Shoot me on this one but I will go on a limb to say that Cohiba band from 2002 is not right at all.
I may have smoked them all and my memory may be bad but don't feel good about that band at all.
The third row of dots should be there, just not an embossed band.
Also, the band just looks very disproportioned. Should be as proportianate as the Siglo one, just not embossed.


----------



## Ermo (Jun 3, 2006)

Few things....
1. The Monte band is post august 2003, so the serial # does not jive as stated above by Clovis.

2. Like Carlos said, that cohiba band is BAD.

3. Look at the bottom of the siglo tube on the inside. Should be 16 lines, if I remember correctly. There's some good info on fake tubos on this site.
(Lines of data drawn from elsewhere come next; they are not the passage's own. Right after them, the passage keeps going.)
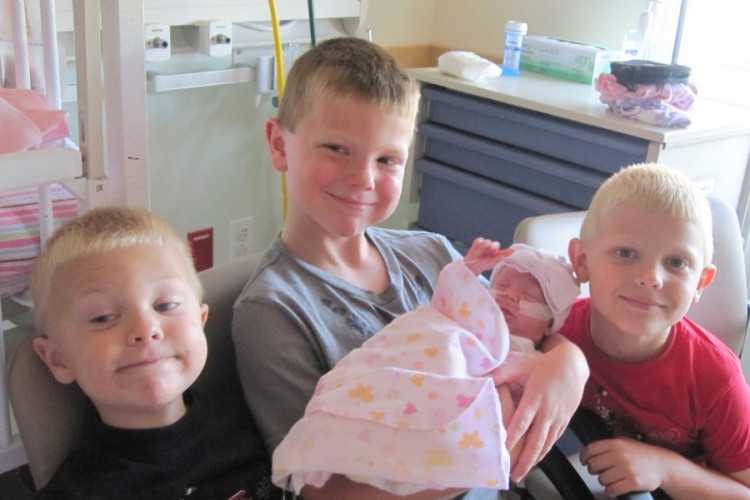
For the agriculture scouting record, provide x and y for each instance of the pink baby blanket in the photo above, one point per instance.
(412, 408)
(26, 122)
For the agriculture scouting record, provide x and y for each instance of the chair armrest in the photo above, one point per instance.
(588, 427)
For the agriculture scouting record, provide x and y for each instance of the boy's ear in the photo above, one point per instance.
(276, 145)
(47, 350)
(577, 258)
(204, 314)
(707, 277)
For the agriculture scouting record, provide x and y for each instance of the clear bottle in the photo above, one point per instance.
(514, 32)
(640, 42)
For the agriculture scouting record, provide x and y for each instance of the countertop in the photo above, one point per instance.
(580, 103)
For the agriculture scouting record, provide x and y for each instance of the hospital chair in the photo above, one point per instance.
(51, 416)
(723, 309)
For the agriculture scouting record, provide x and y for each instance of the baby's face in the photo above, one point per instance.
(128, 328)
(521, 299)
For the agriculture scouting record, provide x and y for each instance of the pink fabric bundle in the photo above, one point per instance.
(662, 104)
(26, 122)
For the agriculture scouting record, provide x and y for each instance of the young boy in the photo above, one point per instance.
(118, 309)
(674, 395)
(332, 279)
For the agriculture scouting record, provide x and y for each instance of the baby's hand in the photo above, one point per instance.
(484, 254)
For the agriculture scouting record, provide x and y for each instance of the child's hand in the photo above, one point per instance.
(484, 254)
(624, 465)
(552, 389)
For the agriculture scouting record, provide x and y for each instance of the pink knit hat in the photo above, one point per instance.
(554, 275)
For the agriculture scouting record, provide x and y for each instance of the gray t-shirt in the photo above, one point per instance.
(293, 322)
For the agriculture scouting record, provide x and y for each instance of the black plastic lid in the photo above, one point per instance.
(638, 71)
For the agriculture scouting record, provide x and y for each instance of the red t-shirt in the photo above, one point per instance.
(692, 399)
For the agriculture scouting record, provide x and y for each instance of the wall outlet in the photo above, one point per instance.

Best way to tell is to smoke em!!!


----------



## Blueface (May 28, 2005)

Ermo said:


> 3. Look at the bottom of the siglo tube on the inside. Should be 16 lines, if I remember correctly. There's some good info on fake tubos on this site.
> 
> Best way to tell is to smoke em!!!


I think it is eight.
Looks like a pizza pie.


----------



## Drew (Feb 6, 2007)

Blueface said:


> I think it is eight.
> Looks like a pizza pie.


I did happen to take a peak down the tube yesterday and remember seeing this and thinking..."what's that? "


----------



## Boston_Dude05 (Oct 10, 2006)

No worries if your humi ain't ready, I can store 'em for you, although they might end up disappearing :ss


----------